If you’re like most people, you set your voicemail when you first started your job and haven’t looked back since. Heck, maybe even your title or department have changed since then. Take a listen to your voicemail and decide whether it needs an update. Even if it’s just a happier tone of voice, leaving a better voicemail is a good investment of a few spare minutes.
42. Create a wittier out-of-office message.
You use them whenever you are travelling for work, or simply out of the office on vacation. However, if you’re like most people, your out-of-the-office auto-reply tends to be more of an after-thought. Instead of throwing together your message at the last minute, put together a few options now and save them in your Draft folder for easy retrieval later.
43. Check your chair and monitor height for posture.
Do you know the optimal height or position for your computer monitor? The right answer is different for everyone and making this adjustment can be something you tend to forget about when you’re busy. Check out this guide to make sure you’re not giving yourself unnecessary back, arm or neck pain.
44. Try out an ergonomic chair or standing desk.
Being sedentary is considered a health risk and sitting at a desk for too many hours a day can lead to pain and health issues down the line. If you’ve always wanted to try a different kind of office chair (or even balance ball), try to find out whether your HR department can help you find some good options. There are many new options, such as standing desks, available in the market these days, too.
45. Digitize your documents.
Paperwork - even really important documents -- often gets put aside and lost. Find documents like your employment contract, proof of work authorization eligibility and any other pieces of paper you have filed away and scan them. Uploading them to a free Dropbox file will save you time when you’re short on it and frantically trying to find a scrap of paper.
46. Email 5 people whose careers you admire.
Sometimes you have to go for it in life. There’s no downside to reaching way beyond your circle of comfort and sending someone an email telling them you admire their career or work and asking them for advice or coffee. While the odds may be low that such fan mail will end up in a phone call, it can’t hurt to try and besides, it’s always good practice in life to reach out to new people. Think of it as flexing your bravery muscle.
47. Create a list of work-related books you want to read.
Reading is one of the most classic ways to improve yourself for a reason. There are always new and interesting books written by thought leaders and experts in your field. When you’re feeling bored at work, it’s a good reason to start making a list of the author and titles you want to check out. Win brownie points with your manager by buying a few and then giving your boss a copy of something s/he hasn’t read before that you enjoyed.
48. Watch a TED talk related to your field of work.
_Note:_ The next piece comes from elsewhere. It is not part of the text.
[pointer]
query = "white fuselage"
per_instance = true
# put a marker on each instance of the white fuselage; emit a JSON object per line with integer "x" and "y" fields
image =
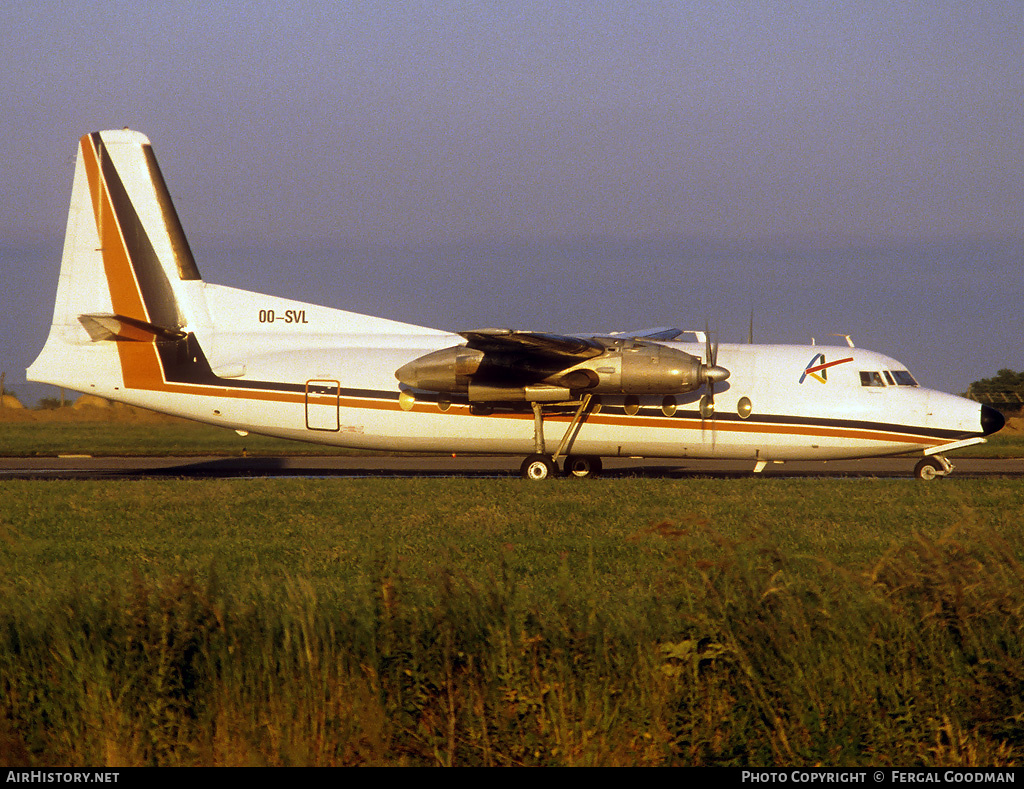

TED videos aren’t just for a rainy Sunday afternoon. There are videos there that can inspire you, help your career and involve thought-leaders in your industry and field. It only takes 15 minutes and can recharge your inspiration. Just put on your headphones so you don’t distract your neighbors!
49. Clean up your Twitter feed by making Lists of different people to follow.
If you use Twitter, you’re probably like most people and it’s an undifferentiated mass of handles you followed once but then forgot about why. Think about following some inspiring women, pruning your list if you don’t recognize the handle, and even segmenting different handles into lists -- you can even make one for work topics and career advice.
50. Go out to lunch. And take a colleague.
If you’ve never heard of the book “Never Eat Alone” by Keith Ferrazzi, his idea is that you should never waste an opportunity to build relationships. If you’ve got some extra time on your hands, inviting a colleague you want to get to know better out to lunch is a fine, and actually productive thing to do during the workday.